The picoAMH Calibrators consist of a picoAMH Calibrator A/Sample Diluent containing AMH in equine serum with preservative. The target values for the calibrators are shown below:
| Calibrator | AMH Concentration(pg/mL) |
|---|---|
| CAL A | 0 |
| CAL B | 8 |
| CAL C | 31 |
| CAL D | 105 |
| CAL E | 360 |
| CAL F | 1091 |
The picoAMH Controls consist of two vials, labeled Levels I and II, containing low and high AMH concentrations in serum with preservative. Controls are reconstituted with 1 mL of deionized water.
- d. Detection limit:
Detection limits were evaluated based on CLSI EP17-A2.
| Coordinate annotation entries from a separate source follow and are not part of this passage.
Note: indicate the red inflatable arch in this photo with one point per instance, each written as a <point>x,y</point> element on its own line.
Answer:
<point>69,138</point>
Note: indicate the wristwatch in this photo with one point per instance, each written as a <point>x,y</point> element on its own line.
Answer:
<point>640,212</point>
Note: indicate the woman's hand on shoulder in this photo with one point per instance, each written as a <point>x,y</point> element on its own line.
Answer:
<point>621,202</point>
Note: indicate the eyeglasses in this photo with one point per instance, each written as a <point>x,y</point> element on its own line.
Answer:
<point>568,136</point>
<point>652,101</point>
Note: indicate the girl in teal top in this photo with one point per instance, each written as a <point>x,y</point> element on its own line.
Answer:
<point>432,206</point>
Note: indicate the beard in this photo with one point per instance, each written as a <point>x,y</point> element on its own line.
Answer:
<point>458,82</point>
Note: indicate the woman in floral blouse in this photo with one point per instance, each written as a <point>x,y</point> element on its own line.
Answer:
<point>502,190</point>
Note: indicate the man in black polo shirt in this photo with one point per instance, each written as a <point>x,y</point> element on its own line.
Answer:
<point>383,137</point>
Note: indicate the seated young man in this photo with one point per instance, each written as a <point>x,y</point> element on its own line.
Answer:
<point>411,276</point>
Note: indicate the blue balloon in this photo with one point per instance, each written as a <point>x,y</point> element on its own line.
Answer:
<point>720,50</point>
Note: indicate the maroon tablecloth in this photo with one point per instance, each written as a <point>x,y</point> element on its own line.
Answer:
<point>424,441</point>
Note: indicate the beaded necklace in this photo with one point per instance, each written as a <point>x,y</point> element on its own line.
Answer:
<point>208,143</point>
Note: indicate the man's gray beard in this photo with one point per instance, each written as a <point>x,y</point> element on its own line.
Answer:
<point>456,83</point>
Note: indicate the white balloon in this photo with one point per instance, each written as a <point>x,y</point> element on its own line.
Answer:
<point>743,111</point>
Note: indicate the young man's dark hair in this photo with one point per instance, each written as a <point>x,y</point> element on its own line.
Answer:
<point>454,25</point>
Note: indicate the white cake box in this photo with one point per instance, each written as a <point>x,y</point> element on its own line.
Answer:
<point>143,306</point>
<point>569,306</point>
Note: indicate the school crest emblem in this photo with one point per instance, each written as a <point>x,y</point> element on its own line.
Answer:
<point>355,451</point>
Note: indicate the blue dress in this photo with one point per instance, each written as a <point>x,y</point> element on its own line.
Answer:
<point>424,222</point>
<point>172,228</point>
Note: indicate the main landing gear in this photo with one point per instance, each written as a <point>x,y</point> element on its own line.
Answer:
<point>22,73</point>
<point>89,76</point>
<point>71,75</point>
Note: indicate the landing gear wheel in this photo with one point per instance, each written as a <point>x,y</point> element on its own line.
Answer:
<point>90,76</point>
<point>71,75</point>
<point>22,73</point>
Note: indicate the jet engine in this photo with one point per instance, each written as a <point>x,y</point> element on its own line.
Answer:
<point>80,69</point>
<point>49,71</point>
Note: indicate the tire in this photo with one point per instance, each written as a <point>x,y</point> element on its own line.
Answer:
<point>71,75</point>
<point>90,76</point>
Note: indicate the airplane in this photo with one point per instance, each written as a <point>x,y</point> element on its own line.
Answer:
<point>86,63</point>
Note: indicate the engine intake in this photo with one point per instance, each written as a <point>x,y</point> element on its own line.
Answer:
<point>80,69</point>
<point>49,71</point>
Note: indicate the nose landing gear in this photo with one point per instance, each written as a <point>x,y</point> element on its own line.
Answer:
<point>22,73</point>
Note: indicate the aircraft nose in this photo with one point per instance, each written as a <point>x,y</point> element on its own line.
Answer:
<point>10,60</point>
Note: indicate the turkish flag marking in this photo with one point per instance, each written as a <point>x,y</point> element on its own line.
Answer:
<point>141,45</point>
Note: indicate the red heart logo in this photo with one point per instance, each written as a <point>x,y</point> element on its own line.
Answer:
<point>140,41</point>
The Limit of Blank (LoB) was evaluated using 18 independent human serum pools containing no detectable AMH. Samples were tested with four reagent lots for a total of 73 replicates per specimen. The overall LoB (n = 324) was calculated using a nonparametric analysis.
The Limit of Detection (LoD) and Limit of Quantitation (LoQ) were evaluated using 12 low-level serum pools (containing between 2.76 and 9.95 pg/mL AMH) measured over four reagent lots (n = 144 per lot). The LoD was calculated as the Mean LoB + 1.645*SDL (SDL = standard deviation ofpooled low level specimens). The sponsor defined the LoQ as the lowest amount of analyte in a sample that can be quantified reliably with an intra-assay coefficient of variance (CV) of 20% based on precision profiling.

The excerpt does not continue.